Marché carbone : sur l’aviation, "l’UE doit revenir en arrière"
Le Sénat américain et l’administration Obama ont durci le ton vis-à-vis du système d’échange de quotas de CO2 européen pour les compagnies aériennes.
Le Sénat américain et l’administration Obama ont durci le ton vis-à-vis du système d’échange de quotas de CO2 européen pour les compagnies aériennes.
La bataille sur l’application aux compagnies aériennes étrangères à l’Europe du système d’échange de quotas de CO2 (SEQE) n’en finit pas de rebondir.
Les membres républicains et démocrates de la commission commerce du Sénat américain, ainsi que le secrétaire aux Transports de l’administration Obama ont critiqué les mesures européennes, mercredi 6 juin.
Action unilatérale
Depuis le 1er janvier 2012, les compagnies aériennes intérieures ou internationales qui opèrent depuis l’UE doivent communiquer leurs émissions de carbone. Ce principe fait partie du SEQE qui impose à ces transporteurs d’acheter des quotas pour pouvoir voler dans le ciel européen.
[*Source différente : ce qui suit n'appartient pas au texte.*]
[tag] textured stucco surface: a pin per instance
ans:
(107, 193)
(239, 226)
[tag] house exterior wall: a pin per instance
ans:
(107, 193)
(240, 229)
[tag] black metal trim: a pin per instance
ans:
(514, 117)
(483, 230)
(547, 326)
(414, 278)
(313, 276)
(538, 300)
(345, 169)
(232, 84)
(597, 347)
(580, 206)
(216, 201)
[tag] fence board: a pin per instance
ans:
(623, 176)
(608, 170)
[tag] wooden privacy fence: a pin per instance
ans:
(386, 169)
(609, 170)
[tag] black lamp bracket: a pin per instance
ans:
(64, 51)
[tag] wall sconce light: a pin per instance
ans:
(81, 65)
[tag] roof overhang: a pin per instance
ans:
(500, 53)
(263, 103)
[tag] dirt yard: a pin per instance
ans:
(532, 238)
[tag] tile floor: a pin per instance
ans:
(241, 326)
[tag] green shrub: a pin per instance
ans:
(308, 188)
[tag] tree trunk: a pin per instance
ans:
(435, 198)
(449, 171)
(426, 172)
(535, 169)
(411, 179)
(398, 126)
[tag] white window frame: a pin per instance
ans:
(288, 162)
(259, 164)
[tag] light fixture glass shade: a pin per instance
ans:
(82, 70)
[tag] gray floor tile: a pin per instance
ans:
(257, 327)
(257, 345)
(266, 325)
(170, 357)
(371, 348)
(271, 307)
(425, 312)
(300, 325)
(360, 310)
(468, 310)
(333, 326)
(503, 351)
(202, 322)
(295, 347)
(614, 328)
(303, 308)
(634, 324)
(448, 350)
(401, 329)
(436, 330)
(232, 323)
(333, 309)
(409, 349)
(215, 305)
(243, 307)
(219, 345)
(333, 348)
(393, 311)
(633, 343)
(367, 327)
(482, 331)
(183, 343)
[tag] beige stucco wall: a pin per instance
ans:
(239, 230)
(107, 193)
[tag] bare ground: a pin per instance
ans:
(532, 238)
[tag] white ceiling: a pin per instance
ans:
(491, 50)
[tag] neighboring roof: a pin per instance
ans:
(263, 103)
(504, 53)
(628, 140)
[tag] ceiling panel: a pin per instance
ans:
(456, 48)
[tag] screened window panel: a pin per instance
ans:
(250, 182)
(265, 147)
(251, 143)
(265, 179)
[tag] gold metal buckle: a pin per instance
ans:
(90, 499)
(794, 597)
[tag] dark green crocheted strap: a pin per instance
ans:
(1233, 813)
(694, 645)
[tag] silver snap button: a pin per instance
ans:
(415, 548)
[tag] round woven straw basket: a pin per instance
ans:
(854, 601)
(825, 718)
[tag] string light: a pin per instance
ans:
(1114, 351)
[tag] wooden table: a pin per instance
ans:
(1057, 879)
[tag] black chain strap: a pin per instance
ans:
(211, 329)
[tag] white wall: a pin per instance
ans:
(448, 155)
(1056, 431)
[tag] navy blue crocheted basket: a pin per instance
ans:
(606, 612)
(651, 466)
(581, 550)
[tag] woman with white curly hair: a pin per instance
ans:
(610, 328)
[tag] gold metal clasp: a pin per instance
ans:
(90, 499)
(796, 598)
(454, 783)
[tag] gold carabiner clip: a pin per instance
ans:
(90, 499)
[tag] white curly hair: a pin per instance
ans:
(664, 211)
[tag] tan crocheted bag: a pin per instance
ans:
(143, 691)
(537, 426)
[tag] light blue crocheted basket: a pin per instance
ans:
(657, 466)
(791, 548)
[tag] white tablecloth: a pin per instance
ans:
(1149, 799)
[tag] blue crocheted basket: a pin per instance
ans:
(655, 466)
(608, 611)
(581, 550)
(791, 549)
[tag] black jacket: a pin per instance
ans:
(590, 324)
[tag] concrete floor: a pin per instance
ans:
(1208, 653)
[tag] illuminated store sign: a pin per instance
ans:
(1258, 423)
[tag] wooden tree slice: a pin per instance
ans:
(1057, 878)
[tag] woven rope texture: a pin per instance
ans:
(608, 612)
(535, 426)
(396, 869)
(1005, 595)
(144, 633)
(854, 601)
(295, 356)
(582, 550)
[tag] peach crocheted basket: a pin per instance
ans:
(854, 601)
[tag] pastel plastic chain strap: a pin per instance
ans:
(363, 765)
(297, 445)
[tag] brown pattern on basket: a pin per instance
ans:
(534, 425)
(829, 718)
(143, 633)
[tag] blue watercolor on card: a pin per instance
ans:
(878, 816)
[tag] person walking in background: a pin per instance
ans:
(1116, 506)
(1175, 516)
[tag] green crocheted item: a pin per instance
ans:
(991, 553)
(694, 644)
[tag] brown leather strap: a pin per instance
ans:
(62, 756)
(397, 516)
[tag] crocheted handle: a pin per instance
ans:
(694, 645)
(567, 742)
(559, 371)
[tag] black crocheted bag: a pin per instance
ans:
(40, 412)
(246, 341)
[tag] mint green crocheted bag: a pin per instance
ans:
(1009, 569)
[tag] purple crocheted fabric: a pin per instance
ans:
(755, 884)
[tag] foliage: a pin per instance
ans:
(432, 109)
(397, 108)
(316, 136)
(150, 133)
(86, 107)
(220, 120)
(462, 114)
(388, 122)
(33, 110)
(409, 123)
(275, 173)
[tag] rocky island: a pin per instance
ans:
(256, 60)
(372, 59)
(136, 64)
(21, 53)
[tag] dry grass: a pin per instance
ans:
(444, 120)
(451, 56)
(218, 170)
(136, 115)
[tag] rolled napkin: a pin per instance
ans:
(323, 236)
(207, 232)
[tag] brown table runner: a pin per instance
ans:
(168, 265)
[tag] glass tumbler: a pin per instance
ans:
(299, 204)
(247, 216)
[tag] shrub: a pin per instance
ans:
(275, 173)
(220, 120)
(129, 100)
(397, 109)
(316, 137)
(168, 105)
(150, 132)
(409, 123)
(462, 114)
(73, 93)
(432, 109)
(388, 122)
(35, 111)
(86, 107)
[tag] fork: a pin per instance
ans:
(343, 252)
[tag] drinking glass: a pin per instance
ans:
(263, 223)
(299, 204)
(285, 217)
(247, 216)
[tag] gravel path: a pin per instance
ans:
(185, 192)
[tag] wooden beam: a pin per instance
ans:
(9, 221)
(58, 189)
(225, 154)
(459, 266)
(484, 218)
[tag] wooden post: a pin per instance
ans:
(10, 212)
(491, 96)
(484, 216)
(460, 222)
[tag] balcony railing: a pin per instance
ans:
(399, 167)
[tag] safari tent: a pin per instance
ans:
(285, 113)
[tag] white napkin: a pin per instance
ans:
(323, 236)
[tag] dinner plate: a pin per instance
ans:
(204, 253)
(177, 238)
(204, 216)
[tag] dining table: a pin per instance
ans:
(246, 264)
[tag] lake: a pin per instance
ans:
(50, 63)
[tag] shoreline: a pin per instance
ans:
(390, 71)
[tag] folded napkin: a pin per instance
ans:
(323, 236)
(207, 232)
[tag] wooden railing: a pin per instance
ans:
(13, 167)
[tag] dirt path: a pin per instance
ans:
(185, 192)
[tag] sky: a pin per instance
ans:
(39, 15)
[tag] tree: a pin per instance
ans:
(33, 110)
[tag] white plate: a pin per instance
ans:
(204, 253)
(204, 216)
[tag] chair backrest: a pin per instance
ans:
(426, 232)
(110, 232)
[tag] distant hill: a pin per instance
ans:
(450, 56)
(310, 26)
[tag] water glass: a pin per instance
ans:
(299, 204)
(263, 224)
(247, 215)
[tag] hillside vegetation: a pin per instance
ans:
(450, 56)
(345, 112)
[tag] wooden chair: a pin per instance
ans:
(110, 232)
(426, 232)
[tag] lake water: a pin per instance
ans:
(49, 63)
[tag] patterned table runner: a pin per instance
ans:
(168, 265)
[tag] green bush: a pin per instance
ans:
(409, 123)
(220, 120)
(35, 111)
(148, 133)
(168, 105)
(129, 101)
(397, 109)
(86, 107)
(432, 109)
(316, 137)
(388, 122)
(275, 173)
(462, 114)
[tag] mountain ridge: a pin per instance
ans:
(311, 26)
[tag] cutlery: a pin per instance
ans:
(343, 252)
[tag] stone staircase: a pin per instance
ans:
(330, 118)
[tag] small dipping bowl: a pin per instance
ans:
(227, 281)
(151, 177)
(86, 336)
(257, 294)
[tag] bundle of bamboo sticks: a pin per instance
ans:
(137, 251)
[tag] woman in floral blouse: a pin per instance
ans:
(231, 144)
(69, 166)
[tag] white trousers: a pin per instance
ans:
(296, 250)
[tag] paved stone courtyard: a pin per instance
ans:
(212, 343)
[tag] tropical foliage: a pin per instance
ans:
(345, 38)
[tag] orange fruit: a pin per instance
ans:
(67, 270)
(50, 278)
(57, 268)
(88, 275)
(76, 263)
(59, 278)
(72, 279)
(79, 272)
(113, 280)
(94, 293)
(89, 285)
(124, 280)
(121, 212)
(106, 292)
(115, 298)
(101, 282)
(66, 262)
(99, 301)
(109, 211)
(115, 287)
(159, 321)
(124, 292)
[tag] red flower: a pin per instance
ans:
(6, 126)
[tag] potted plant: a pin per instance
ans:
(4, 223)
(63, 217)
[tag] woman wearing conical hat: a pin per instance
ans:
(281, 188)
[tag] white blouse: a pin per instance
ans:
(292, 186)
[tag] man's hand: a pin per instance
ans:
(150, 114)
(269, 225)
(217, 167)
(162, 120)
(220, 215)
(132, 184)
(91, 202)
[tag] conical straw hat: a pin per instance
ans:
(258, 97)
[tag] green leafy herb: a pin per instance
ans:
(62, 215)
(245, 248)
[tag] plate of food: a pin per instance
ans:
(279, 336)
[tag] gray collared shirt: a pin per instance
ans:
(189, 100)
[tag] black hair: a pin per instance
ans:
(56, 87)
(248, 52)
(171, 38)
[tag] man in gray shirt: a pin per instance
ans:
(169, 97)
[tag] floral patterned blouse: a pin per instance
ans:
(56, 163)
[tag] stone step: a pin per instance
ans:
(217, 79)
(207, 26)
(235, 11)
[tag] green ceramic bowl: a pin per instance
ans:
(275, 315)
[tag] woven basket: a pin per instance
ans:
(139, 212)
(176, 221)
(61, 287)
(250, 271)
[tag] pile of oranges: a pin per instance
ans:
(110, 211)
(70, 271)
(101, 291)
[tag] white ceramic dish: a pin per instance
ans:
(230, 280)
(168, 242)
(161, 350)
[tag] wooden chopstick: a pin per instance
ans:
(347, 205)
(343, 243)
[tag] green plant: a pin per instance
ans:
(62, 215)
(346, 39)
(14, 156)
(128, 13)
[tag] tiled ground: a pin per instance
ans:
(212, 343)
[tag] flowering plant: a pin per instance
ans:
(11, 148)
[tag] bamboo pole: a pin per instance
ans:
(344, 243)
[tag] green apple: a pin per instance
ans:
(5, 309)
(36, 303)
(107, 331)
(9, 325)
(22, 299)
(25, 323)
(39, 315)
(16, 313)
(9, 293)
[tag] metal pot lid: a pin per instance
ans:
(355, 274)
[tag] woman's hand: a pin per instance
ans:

« L’Union européenne a pris des mesures parce qu’elle croit qu’il est nécessaire de faire un effort important pour réduire les émissions de gaz à effets de serre et je comprends pourquoi elle l’a fait, a expliqué Jay Rockefeller le président du groupe du travail chargé d’étudier le SEQE. Mais, je pense qu’une action unilatérale n’est probablement pas compatible avec le droit international, a-t-il ajouté. Je soutiens l’objectif mais je dois m’opposer à la mesure. »
Revenir en arrière
Kay Bailey Hutchson, chef de file des républicains au sein de la commission est allée dans le même sens.
« L’UE, avec son programme d’échange d’émissions, agit en dehors de ses prérogatives et cela aura très certainement un effet négatif sur notre industrie de l’aviation, a-t-elle prédit. L’UE doit revenir en arrière».
Le secrétaire aux Transports, Ray LaHood, a accusé l’Europe de faire cavalier seul en imposant de manière unilatérale le SEQE, et a indiqué que l’administration d’Obama exhorterait Bruxelles à suspendre son application.
« Nous avons besoin de voir des signes tangibles de flexibilité de la part de l’UE », a-t-il déclaré.
Plainte officielle à l’ONU
L’administration démocrate a menacé de prendre des mesures, sans en spécifier la teneur, si un compromis n’était pas trouvé, mais le secrétaire aux Transports a indiqué qu’aucune décision n’avait pour l’instant été prise.
Toutefois, il a fait savoir que les discussions au sein de l’administration porteraient sur la possibilité pour les États-Unis de déposer une plainte officielle auprès de l’ONU. Néanmoins, ce geste relèverait plus d’enjeux diplomatiques que commerciaux, et n’introduit pas une garantie de résultats.
Ces propos constituent les commentaires les plus virulents faits jusqu’ici par les sénateurs sur cette question.
Le 15 mai, Bruxelles a laissé un mois à un groupe composé de huit compagnies chinoises et deux transporteurs indiens pour communiquer le bilan sur leurs émissions carbone. La Chine et l’Inde ont donné des consignes claires à leurs transporteurs respectifs pour qu’ils ne se soumettent pas au système européen.
A la même période, le directeur exécutif d’Airbus Tom Enders avait déjà exprimé son désaccord avec le SEQE, arguant que le système pourrait déclencher une guerre commerciale.